How to write a xml database file efficiently? - java

I want to build an XML file as a datastore. It should look something like this:
<datastore>
<item>
<subitem></subitem>
...
<subitem></subitem>
</item>
....
<item>
<subitem></subitem>
...
<subitem></subitem>
</item>
</datastore>
At runtime I may need to add items to the datastore. The number of items may be high, so that I don't want to hold the whole document in memory and can't use DOM. I just want to write the part where a change occures. Or does DOM supports this?
I had a first look at StAX, but I am not sure if it does what I want.
Wouldn't it be the best to remember a cursor position at the end of the file just right before the root element is beeing closed? That is always the position where new items will be added. So if I remember that position and keep it up to date during changes, I could add an new item at the end, without iterating through the whole file .
Maybe a second cursor, could be used independendly from the first one, to iterate over the document just for reading purposes.
I can't see that StAX supports any of this, does it?
Isn't there a block based API for files instead of a stream bases one? Aren't files and filesystems typical examples for block "devices"? And if there is such an API, does it help me with my problem?
Thanks in advance.

Updating XML is basically impossible because there's no "cheap" way to insert data.
Appending XML is not so bad. All you need to do there is seek to the end of the file, then GO BACK over the "end tag" (</datastore> in this case), and then just start writing. This is a cheap operation all told, but none of the frameworks really support this as they're all mostly designed to work with well formed, full boat XML documents, as a whole, not in pieces.
You could use a StAX like thing, but in this case, StAX isn't aware of the <datastore> tag, rather it's just aware of the <item> tags and its elements. Then you create Items and start writing, over and over and over, to the same OutputStream that you have set up.
That's the best way to do this.
But if you need to delete or change data, then you get to rewrite stuff, or do hacks, such as marking elements as "inactive", hunting them down in the XML file, seeking to the 'active="Y"' attribute, and then inplace changing the Y to N. It can be done, it will be mostly efficient, but its far and away outside what the normal XML processing frameworks let you do. If I were to do that, I'd read the entire file and keep track of those entries and note their locations within it so later I could easily seek and change them efficiently.
Then when you update something, you "inactivate" the old one, and "append" the new one. Eventually get to GC the file by rewriting it all and throwing out the old, "inactive" entries.

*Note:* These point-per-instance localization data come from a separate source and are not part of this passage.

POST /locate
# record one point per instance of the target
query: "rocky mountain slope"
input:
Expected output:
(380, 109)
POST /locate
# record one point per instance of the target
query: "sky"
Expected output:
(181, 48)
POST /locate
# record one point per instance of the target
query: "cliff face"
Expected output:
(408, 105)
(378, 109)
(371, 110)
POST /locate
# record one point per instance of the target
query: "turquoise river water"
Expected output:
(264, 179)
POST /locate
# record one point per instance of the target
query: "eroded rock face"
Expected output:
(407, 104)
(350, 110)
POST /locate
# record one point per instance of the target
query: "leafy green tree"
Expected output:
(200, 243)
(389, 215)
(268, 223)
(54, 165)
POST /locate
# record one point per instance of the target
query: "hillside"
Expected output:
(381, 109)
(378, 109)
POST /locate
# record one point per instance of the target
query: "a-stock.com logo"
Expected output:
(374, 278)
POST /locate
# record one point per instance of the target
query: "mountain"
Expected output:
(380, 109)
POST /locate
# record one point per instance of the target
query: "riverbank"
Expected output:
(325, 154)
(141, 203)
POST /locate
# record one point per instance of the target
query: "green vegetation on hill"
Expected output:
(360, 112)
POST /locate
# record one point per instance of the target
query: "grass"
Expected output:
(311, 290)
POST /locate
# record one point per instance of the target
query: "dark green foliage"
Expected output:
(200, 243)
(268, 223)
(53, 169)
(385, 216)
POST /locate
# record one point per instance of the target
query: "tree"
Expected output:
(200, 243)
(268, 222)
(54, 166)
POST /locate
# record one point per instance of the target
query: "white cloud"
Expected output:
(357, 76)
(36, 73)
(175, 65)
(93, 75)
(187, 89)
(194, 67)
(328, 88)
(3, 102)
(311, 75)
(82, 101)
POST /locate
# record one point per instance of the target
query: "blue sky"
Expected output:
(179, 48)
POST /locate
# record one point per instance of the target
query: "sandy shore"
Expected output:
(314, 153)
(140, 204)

As a rule of thumb, XML files aren't very efficient as datastores, not for the record-based data you seem to want to use them for.
But if you've already got the file and absolutely can't do anything about it, you can use StAX XMLEventReaders and XMLEventWriters to read through a file quickly and insert/modify elements in it.
But when I say quickly, what I mean is more quickly than DOM would be, but nowhere near as effective as any relational DB.
Update: Another option you can consider is vtd-xml, although I haven't tried it in real projects, it actually looks pretty decent.

If you always want to append items at the end, then the best way to handle this is to have two XML files. The outer one datstore.xml is simply a wrapper, and looks like this:
<!DOCTYPE datastore [
<!ENTITY e SYSTEM "items.xml">
]>
<datastore>&e;</datastore>
The file items.xml looks like this:
<item>....</item>
<item>....</item>
<item>....</item>
with no wrapper element.
When you want to append data, you can open items.xml and write to the end of it. When you want to read data, open datastore.xml with an XML parser.
Of course, once your data grows beyond 20Mb or so, it may well be better to use an XML database. But I've been using this approach for years for records of Saxon orders, with files that are currently about 8Mb, and it works fine.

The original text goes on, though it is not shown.